Natural language processing operating characteristics for the detection of pulmonary embolism by computed tomography (A), ventilation/perfusion scan (B), comprehensive ultrasound (C), and computed tomography + ventilation/perfusion scan (D).
When the performance of NLP was assessed for the ascertainment of DVT among patients that received comprehensive ultrasound, NLP yielded a sensitivity of 96.1% (95% CI 87-99.9), a specificity of 98.8% (95%CI 97.7-99.6), and a positive and negative predictive value of 95.1% (95%CI 90.2-98.4) and 99% (95%CI 96.5-99.9); respectively (Figure 2D).
The distributions of the proportions surrounding the point estimates are not normative and is graphically represented in Figure 2.
Discussion
We report that our ability to reliably ascertain the outcome of VTE using various modalities including CTPA, CT of the chest/abdomen/pelvis, CT of the thorax, V/Q scan, and CUS of the upper or lower extremities is generally excellent. The detection of VTE in a reliable standardized fashion can enhance patient care, facilitate system-wide interventions to improve quality, enhance a system’s reputation, and reduce medical cost. Reliable electronic tools that can perform this case identification should enhance patient care improvement efforts. Our observations affirm that upon electing a new EMR we have successfully introduced NLP technology for the outcome of VTE. The operating characteristics that we observed in this study are not dissimilar from the performance that we observed by the NLP tool in the legacy EMR.
While historically the performance of NLP has been compared with ICD codes representative of thrombotic outcomes for accuracy, we elected to report the performance of NLP comparing with manual chart review. To optimally report the performance of our NLP tool and calculate a negative predictive value, we selected random studies that were ordered for the clinical suspicion of VTE in which VTE was refuted.
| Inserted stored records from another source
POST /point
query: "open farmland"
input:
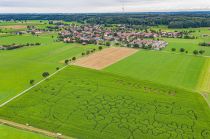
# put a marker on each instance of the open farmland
(14, 27)
(177, 70)
(7, 132)
(20, 66)
(105, 58)
(85, 103)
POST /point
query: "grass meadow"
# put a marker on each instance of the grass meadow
(13, 133)
(84, 103)
(178, 70)
(20, 66)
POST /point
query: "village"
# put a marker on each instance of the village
(95, 34)
(118, 36)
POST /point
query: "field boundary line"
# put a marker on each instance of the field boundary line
(176, 53)
(25, 91)
(33, 129)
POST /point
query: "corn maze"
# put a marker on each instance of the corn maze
(105, 110)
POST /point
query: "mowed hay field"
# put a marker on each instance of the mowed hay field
(178, 70)
(84, 103)
(7, 132)
(20, 66)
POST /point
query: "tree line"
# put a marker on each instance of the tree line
(170, 19)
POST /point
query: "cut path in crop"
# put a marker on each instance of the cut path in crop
(33, 129)
(103, 59)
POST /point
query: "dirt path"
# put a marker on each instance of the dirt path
(104, 58)
(25, 91)
(33, 129)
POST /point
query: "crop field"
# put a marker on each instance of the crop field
(105, 58)
(85, 103)
(7, 132)
(176, 70)
(20, 66)
(189, 44)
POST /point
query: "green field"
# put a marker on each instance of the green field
(85, 103)
(189, 44)
(19, 66)
(7, 132)
(176, 70)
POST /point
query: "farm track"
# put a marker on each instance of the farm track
(33, 129)
(25, 91)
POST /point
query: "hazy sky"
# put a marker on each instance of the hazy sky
(84, 6)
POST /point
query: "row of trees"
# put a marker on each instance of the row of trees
(195, 52)
(171, 19)
(47, 74)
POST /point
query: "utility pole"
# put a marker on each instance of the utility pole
(123, 6)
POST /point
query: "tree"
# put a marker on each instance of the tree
(87, 52)
(32, 82)
(182, 50)
(173, 49)
(100, 47)
(83, 54)
(66, 61)
(201, 52)
(74, 58)
(136, 45)
(45, 74)
(108, 43)
(195, 52)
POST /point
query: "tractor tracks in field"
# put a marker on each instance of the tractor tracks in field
(34, 129)
(25, 91)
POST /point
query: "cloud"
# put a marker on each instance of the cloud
(83, 6)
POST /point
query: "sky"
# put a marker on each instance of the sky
(101, 6)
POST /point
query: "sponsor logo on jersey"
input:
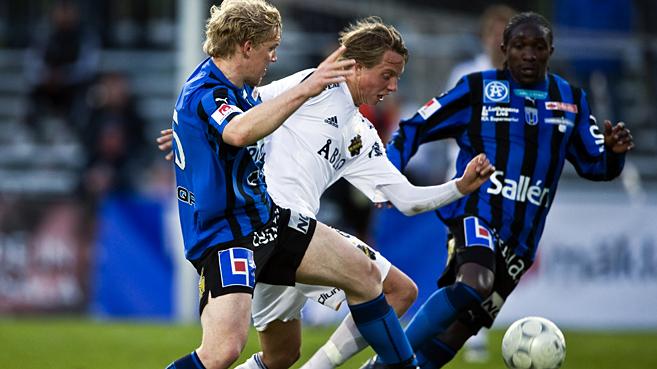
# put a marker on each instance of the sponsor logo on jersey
(493, 304)
(185, 195)
(236, 267)
(531, 116)
(355, 146)
(496, 91)
(520, 190)
(429, 108)
(299, 222)
(375, 151)
(562, 122)
(476, 234)
(327, 295)
(201, 284)
(499, 114)
(558, 105)
(335, 158)
(223, 112)
(332, 121)
(515, 265)
(530, 94)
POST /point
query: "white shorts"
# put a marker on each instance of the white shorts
(272, 302)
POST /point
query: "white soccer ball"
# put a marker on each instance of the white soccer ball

When proportions are close to 1 (or 0) the likely values are not symmetric around the point estimate. For this reason we provide plots of the full posterior distributions (Figures 1 and 2) to show the likelihood of various values in addition to the credible (confidence) interval. We report with a good degree of certainty that we are not missing thrombotic events given our observed NPV = 99%. Additionally, while we report the confidence intervals surrounding the point estimates of the operating characteristics of NLP, inspection of the posterior distribution demonstrates a greater probability that the performance is more favorable. This is evidenced by the asymmetric distributions of the credible intervals skewed to the right in Figures 1 and 2.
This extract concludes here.